Supporting Survivors
Supporting Survivors
When an individual discloses an experience of harassment, sexual assault, relationship violence and/or stalking, that person’s response can significantly impact the individual’s healing process. A person’s response could affect whether they seek additional help and support.
Sometimes individuals may disclose to someone in person. In contrast, others may share openly about their experience through an online platform or public opportunity to speak out.
Whether you are a friend, family member, Resident Advisor, professor, or staff member, there are things you can do and say to support an individual who discloses an incident to you. Listening, validating them, and finding information about resources can be a great place to start. It is imperative to respect an individual’s decisions in what help and support they seek and to let them lead the way in coping and healing.

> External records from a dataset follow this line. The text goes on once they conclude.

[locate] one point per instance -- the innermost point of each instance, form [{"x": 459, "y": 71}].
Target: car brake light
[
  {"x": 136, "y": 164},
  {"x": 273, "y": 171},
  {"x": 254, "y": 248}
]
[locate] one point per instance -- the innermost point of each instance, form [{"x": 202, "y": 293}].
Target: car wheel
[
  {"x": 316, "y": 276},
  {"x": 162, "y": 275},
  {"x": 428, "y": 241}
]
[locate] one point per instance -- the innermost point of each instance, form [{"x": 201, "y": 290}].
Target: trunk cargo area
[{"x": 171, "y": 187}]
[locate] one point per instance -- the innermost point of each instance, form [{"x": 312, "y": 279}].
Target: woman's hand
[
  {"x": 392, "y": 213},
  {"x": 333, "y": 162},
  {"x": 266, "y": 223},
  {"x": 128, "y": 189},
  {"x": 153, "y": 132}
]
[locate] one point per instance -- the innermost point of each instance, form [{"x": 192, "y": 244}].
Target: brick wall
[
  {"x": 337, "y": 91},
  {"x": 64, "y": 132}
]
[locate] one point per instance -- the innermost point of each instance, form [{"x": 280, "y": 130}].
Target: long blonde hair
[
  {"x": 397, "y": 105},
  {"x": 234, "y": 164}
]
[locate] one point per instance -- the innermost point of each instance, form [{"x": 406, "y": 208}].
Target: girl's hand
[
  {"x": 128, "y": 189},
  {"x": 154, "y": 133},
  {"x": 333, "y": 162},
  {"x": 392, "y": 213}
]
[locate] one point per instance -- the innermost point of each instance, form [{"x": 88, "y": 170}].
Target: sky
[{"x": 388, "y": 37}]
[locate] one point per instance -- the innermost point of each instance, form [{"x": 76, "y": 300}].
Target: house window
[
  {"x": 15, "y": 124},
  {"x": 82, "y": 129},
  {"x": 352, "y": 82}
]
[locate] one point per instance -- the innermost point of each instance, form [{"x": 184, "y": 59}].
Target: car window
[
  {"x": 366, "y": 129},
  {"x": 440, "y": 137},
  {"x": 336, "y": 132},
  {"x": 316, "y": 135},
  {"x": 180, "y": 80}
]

Mandatory reporting requirement
All UNCSA employees who learn about potential sexual misconduct are required to share that information with the Title IX office. When reported conduct involves suspected abuse or neglect of a minor, the conduct is required to be reported to child protective services(opens in new tab) (opens in new tab).
Support Tips
Disclosing you are a required reporter
We encourage you to remind individuals of your reporting obligations prior to their disclosure. This is not meant to discourage individuals from reporting, but provides them the ability to decide if there is another person who is a confidential resources that they may be more comfortable disclosing to.
Sample Language
“I want you to know I appreciate you coming to me and I am here to support you in any way that I am able. But I want to make sure you know that as a responsible employee, I am required to report concerns of sexual harassment and sexual violence to the Title IX Office.”
“After I report to the Title IX Office, you will receive an email from the Title IX Coordinator with resources and offering to meet with you to discuss additional support or complaint options. It’s up to you to decide if you want to meet with them or not, and moving forward it will be your decision of what you want to do next.”